The paper proves that non-stable pure subnormal contractions on Hilbert spaces have nontrivial hyperinvariant subspaces, extending understanding of their structure using singular inner functions.

Contribution

It establishes the existence of nontrivial hyperinvariant subspaces for a class of non-stable subnormal contractions, based on advanced functional analysis results.

Findings

Non-stable pure subnormal contractions have nontrivial hyperinvariant subspaces.

Existence of singular inner functions related to these contractions.

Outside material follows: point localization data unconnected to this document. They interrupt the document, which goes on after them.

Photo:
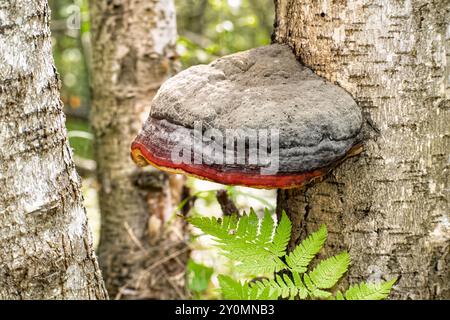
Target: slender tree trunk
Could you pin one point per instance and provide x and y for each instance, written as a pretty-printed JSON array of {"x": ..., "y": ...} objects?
[
  {"x": 46, "y": 249},
  {"x": 133, "y": 53},
  {"x": 390, "y": 206}
]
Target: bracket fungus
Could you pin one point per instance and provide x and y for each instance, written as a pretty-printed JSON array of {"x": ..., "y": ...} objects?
[{"x": 258, "y": 118}]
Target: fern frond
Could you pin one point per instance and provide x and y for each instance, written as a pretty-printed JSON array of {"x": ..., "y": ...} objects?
[
  {"x": 299, "y": 259},
  {"x": 256, "y": 245},
  {"x": 282, "y": 236},
  {"x": 370, "y": 291},
  {"x": 235, "y": 290},
  {"x": 313, "y": 290},
  {"x": 221, "y": 229},
  {"x": 283, "y": 286},
  {"x": 328, "y": 272},
  {"x": 266, "y": 228}
]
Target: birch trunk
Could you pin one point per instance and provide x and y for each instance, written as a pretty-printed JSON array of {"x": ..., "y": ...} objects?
[
  {"x": 46, "y": 249},
  {"x": 390, "y": 206},
  {"x": 133, "y": 53}
]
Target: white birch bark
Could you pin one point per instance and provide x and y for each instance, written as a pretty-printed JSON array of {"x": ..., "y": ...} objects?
[
  {"x": 46, "y": 249},
  {"x": 133, "y": 46},
  {"x": 390, "y": 206}
]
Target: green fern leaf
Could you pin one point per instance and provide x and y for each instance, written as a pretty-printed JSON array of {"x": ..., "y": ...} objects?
[
  {"x": 240, "y": 240},
  {"x": 299, "y": 259},
  {"x": 266, "y": 228},
  {"x": 328, "y": 272},
  {"x": 253, "y": 224},
  {"x": 282, "y": 236},
  {"x": 235, "y": 290},
  {"x": 302, "y": 291},
  {"x": 313, "y": 290},
  {"x": 231, "y": 290},
  {"x": 339, "y": 296},
  {"x": 370, "y": 291}
]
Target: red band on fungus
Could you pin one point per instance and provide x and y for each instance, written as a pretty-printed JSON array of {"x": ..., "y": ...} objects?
[{"x": 140, "y": 153}]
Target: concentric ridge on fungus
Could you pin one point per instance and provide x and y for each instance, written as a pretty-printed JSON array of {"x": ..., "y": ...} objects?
[{"x": 266, "y": 88}]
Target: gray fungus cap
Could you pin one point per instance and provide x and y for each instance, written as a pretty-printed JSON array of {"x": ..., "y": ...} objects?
[{"x": 266, "y": 88}]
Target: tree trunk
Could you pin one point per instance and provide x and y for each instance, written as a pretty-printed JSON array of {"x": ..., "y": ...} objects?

Examples of stable subnormal contractions with dense range for all nonzero bounded analytic functions.

Abstract

A contraction $T$ on a (complex, separable) Hilbert space is stable, or of class $C_{0\cdot}$, if $T^n\to 0$ in the strong operator topology. It is proved that for a non-stable pure subnormal contraction $T$ there exists a singular inner function $\theta$ such that the range of $\theta(T)$ is not dense. Consequently, $T$ has nontrivial hyperinvariant subspaces. The proof is based on results by Esterle and K\'erchy. Examples of stable subnormal contractions are given for which the range of $\varphi(T)$ is dense for every $\varphi\in H^\infty$ ($\varphi\not\equiv 0$).